Marketplace Revenue vs Gross Market Value
By Trevor Lew
Marketplace startups have grown in popularity over the years. One of the simplest examples of these companies is eBay. Other companies like Lyft and Uber are forms of marketplace companies too. They aggregate riders and drivers in a way that’s much easier and more efficient than if there wasn’t a connective platform. The Amazon Marketplace is an example of a hybrid model where part of the revenue stream is subscription-based (Amazon Prime) and part is on a percentage fee of value of the goods being sold. However, the primary way marketplace businesses extract value is by collecting a percentage fee on the transaction spend flowing through the marketplace.
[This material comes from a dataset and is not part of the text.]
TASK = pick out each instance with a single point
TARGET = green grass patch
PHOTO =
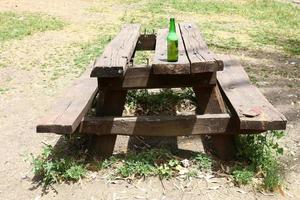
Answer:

The metrics for these businesses are very different than other popular types of startups like software-as-a-service or consumer products. It’s important for marketplace startups to know how they’re different than these other companies to avoid trying to pitch themselves to investors in a similar way. One of the biggest things we have been seeing are marketplace companies that are treating their Gross Market Value as actual revenue.
Gross Market Value (or Gross Bookings in some cases) is the total value of goods and services flowing through the marketplace. Most public companies further define this metric in their 10-Ks and 10-Qs. From an accounting perspective there are different ways to interpret the handling of Gross Market Value. Does the platform take custody of the full payments? Or is it simply facilitating the payment between a customer and another party. This post isn’t about what is GAAP on this matter, but more how potential investors are looking at this metric.
Gross Market Value is generally not considered revenue as the filings of all these marketplace companies show. Companies like Uber or eBay recognize transaction fees as revenues. Taking revenue and dividing it by the Gross Market Value will give you the Take Rate percentage which is its own metric that shows how much value is being extracted. Furthermore, using fees as revenue instead of the Gross Market Value will normalize gross margin. Most tech companies should not have low gross margins, and marketplace companies that position themselves as having such can be doing themselves a disservice.
Marketplace companies raising capital can make sure they avoid any potential misunderstandings with investors by using transaction fees as revenue and showing Gross Market Value separately. It’s important to know that most VC firms with revenue size requirements are going to use the fee revenue metric to standardize size versus other opportunities.
Hopefully this was a helpful tip to marketplace companies looking to raise!